In explaining his reasoning for The Trade, Danny Ainge alluded to how well the Celtics had played with players at the 5 other than Kendrick Perkins. I'm sure then, that many of you have been wondering, "Well, how well is that?".
Since then, a lot of articles and blogs have been bombarded with rebounding totals, points per game, etc.etc. for Kendrick Perkins, Nenad Krstic, Shaquille O'Neal, Glen Davis and every big man this side of the Mississippi.
The problem with those individual numbers is that they don't always tell you much because they have no context. They don't really give insight into Danny's thinking.
When your goal is to field a winning TEAM, it is important to not get too focused on individual numbers.

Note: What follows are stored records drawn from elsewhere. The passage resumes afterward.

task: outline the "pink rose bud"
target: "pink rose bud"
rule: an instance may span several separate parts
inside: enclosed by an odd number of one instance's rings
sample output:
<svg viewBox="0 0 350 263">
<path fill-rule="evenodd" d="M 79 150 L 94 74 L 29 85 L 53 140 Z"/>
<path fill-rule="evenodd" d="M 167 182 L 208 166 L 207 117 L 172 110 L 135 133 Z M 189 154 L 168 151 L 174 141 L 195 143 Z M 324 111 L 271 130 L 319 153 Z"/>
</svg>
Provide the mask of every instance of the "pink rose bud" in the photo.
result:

Instead, you want to look at how the various players have performed as members of your team.
After the jump, here are some numbers that illustrate how the various 5-man units that the Celtics have put on the floor this year have performed.
Without further ado:
Unit : the 5 players on the floor
Min: The number of minutes played.
Off: The offensive points scored per possession. Higher is better.

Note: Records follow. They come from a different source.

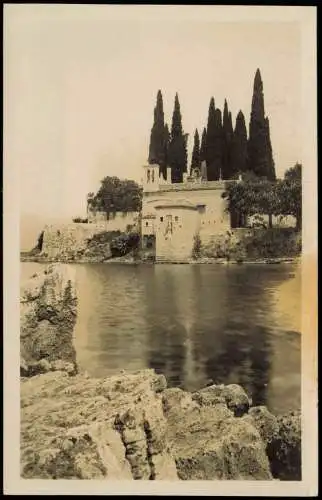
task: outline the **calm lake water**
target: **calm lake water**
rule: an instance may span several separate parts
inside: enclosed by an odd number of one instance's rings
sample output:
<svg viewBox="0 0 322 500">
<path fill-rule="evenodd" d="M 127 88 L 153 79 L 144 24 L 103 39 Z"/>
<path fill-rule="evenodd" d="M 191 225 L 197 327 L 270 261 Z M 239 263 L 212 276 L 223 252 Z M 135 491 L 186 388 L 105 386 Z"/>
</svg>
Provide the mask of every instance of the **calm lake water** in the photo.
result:
<svg viewBox="0 0 322 500">
<path fill-rule="evenodd" d="M 73 266 L 89 374 L 151 367 L 169 386 L 237 383 L 276 414 L 300 407 L 298 265 Z M 22 263 L 22 279 L 41 267 Z"/>
</svg>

Def: The defensive points allowed per possession. Lower is better.
Margin per100: The scoring margin per 100 possessions.
eFG%: The effective Field Goal percentage.
Opponent eFG%: The effective Field Goal percentage by the opponents.
% Close shots: The percentage of shots taken close to the rim. Higher is better.
Opponent % Close Shots: The percentage of shots taken by opponent close to the rim. Lower is better.
Of the units with the most minutes, it has generated the widest scoring margin by being better offensively than the units with either Glen Davis or Kendrick Perkins in them without giving an inch on defense. In fact while the defensive efficiency ratings with Shaq are just as good, arguably the impact on the opponent's shooting is even better. With Shaq in the 5, opponents shied away from the rim, shooting only 27% of their shots from in close. Correspondingly, their eFG% was as low (43.5%) with Shaq as it is with Perkins. And with Shaq in the post, our offense is clearly much more dominant, able to take 42% of our shots from in close, resulting in an astounding eFG% of 58.2%!
But I think we all knew that. That's 4 HoF players plus Rondo - arguably one of the top 2-3 PGs in the NBA today.
What if Shaq is not available? Lets look at some of the other lineups.
Well, one nice thing that this table shows is that Glen Davis has been doing just fine filling in at the 5. Even though opponents shoot at a shade higher eFG%, probably because Davis is not a great shot blocker, overall, they are generating slightly fewer points against per possession. This is probably due to Davis' abilty to stop possessions by taking a charge. That results in a turnover by the opponent and thus zero points on that possession.
With our late, great Perkins, the starters did put up very nice numbers. But not really better than the numbers put up with Shaq or Davis. In particular, the defensive numbers just aren't that different.
Not surprisingly, when you pull KG from the starters - THAT is when you first see a real jump in the defensive numbers.
What IS surprising is that if you take KG out and leave Davis in with Shaq (at the 4 and the 5, respectively) the unit is still very, very good - primarily because of offense.
Sliding down the table a bit, at 68.6 minutes played, we come to our more recent vintage starting 5, consisting of The Big Four plus Nenad Krstic. The sample size is not as large, and certainly has been against some less than stellar teams. But if an expectation is that they should crush poor teams, well then, this unit has delivered on that expectation. With a whopping Margin Per 100 of +30 points, this has so far been the most dominant lineup we've fielded, generating both extremely good offensive AND defensive efficiency numbers.
Against tougher competition, it is impossible to say whether those trends will continue. On one hand, the opponents will be, as stated, tougher. On the other hand, with time it is hard to think that this unit won't get more and more efficient working together.
One final bit that deserves mentioning. With a healthy sample of 227 minutes played with the Big 3 and either Shaq or BBD in the post, Nate Robinson actually played, I think, much better than a lot of us give him credit for. On the other hand, without all three of the Big 3 on the floor, Nate's play was much worse. I think what was happening was clearly that with those guys all on the floor, Nate played more in control, deferring to their leadership. With very positive results. This is not to say we should have kept him. He would not be the starter on this team. We need a bench PG who can play better with the bench players. But it does indicate that Nate does have talent.
I hope you all find this interesting. I will try to revisit this topic later on when we have more numbers with the new guys.